Quand ceci n'est pas, cela n'est pas ;
Ceci cessant, cela cesse. »
C'est comme si en somme les phénomènes s'appuyaient les uns sur les autres pour mutuellement légitimer leur existence illusoirement intrinsèque et nourrir ce sentiment chez l'individu que lui-même et tous les phénomènes possèdent un soi.
Pour transposer cet exposé à un exemple, prenons la phrase : "je suis triste". On peut reconnaître en analysant cette phrase, la manière dont chacun de ses termes renvoie aux autres termes qui l'accompagnent et auxquels il est structurellement lié, ajoutons, par l'action coercitive de l'expression du sens que cherche à véhiculer cette phrase. En somme chacun des termes de cette phrase légitime la consistance de tous les autres. C'est par là peut-être qu'on dira que les 3 termes de cette phrase se coproduisent.
Voici ce que dévoile l'aspect purement structurel de cette phrase :
-il y'a tristesse, et quelqu'un qui est triste.
-il y'a un je et il doit être caractérisé ( ici il sera caractérisé par la tristesse)
-il y'a l'être (suis) et donc un étant (je)
Ainsi en attribuant le chiffre 1 à
"je", celui de 2 à
"suis" et celui de 3 à
"triste" :
1 conditionne et est conditionné par 2 et 3
2 conditionne et est conditionné par 1 et 3
3 conditionne et est conditionné par 1 et 2
C'est pour cela je pense que Dominique Trotignon note un défaut dans cette traduction (en parlant de la formulation du principe de coproduction conditionnée énoncé plus haut) (...) car dit-il, elle ne met pas en avant l'idée, répandue dans le bouddhisme ancien, de conditions multiples face à celle, plutôt présente dans les interprétations ultérieures, de cause (renvoyant l'idée de cause principale et de chronologie)."
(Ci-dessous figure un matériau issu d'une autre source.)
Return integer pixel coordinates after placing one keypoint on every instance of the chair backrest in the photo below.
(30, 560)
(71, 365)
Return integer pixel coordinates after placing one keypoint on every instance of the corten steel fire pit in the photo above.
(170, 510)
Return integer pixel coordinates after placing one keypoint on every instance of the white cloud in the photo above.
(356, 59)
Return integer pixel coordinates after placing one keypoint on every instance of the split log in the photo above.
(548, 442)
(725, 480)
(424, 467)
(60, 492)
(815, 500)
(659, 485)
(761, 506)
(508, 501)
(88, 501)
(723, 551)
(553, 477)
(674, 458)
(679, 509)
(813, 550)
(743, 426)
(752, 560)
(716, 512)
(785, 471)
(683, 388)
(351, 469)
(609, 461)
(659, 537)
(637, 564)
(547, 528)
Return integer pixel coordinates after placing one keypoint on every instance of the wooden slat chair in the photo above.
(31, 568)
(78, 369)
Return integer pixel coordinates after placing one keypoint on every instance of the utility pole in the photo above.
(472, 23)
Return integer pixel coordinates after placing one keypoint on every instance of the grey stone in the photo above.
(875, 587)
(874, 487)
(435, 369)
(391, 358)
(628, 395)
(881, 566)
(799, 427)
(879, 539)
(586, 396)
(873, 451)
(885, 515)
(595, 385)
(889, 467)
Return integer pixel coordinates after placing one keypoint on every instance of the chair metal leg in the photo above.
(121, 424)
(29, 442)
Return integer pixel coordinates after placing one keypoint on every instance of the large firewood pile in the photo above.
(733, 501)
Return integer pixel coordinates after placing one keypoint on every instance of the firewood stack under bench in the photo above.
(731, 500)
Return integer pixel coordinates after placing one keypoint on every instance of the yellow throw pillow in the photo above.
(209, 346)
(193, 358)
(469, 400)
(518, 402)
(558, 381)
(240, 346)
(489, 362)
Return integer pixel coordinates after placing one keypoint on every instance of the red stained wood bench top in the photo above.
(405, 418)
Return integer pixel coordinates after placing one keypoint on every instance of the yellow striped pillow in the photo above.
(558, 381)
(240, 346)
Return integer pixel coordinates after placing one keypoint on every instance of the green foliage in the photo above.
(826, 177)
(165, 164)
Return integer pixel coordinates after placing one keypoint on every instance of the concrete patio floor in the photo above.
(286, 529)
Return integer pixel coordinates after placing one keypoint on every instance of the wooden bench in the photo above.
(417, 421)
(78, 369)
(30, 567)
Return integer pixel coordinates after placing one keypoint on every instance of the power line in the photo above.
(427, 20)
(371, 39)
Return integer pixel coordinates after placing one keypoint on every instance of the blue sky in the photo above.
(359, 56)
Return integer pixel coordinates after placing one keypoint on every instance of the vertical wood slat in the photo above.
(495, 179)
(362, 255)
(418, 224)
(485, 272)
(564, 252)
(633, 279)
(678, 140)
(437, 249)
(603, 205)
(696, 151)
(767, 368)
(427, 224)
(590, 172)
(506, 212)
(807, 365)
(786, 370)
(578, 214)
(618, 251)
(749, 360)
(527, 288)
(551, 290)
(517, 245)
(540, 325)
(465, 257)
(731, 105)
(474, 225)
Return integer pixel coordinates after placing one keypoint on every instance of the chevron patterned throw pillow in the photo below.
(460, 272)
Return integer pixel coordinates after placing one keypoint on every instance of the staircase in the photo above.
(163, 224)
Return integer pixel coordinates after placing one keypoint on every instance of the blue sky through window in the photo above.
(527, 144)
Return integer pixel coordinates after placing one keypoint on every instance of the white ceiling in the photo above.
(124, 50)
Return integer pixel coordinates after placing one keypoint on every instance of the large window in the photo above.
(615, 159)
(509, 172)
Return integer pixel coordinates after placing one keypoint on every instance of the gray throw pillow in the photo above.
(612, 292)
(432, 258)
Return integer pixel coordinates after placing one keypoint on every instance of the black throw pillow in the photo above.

https://fr.wikipedia.org/wiki/Coproduction_conditionn%C3%A9e
Quoi qu'il en soit, revenant un instant sur l'usage de la syntaxe, ce que nous disons et pensons dit toujours plus que ce que cela semble dire. Cet usage consiste en effet à chaque fois en un accord tacite envers le sens inhérent à la structure de la syntaxe.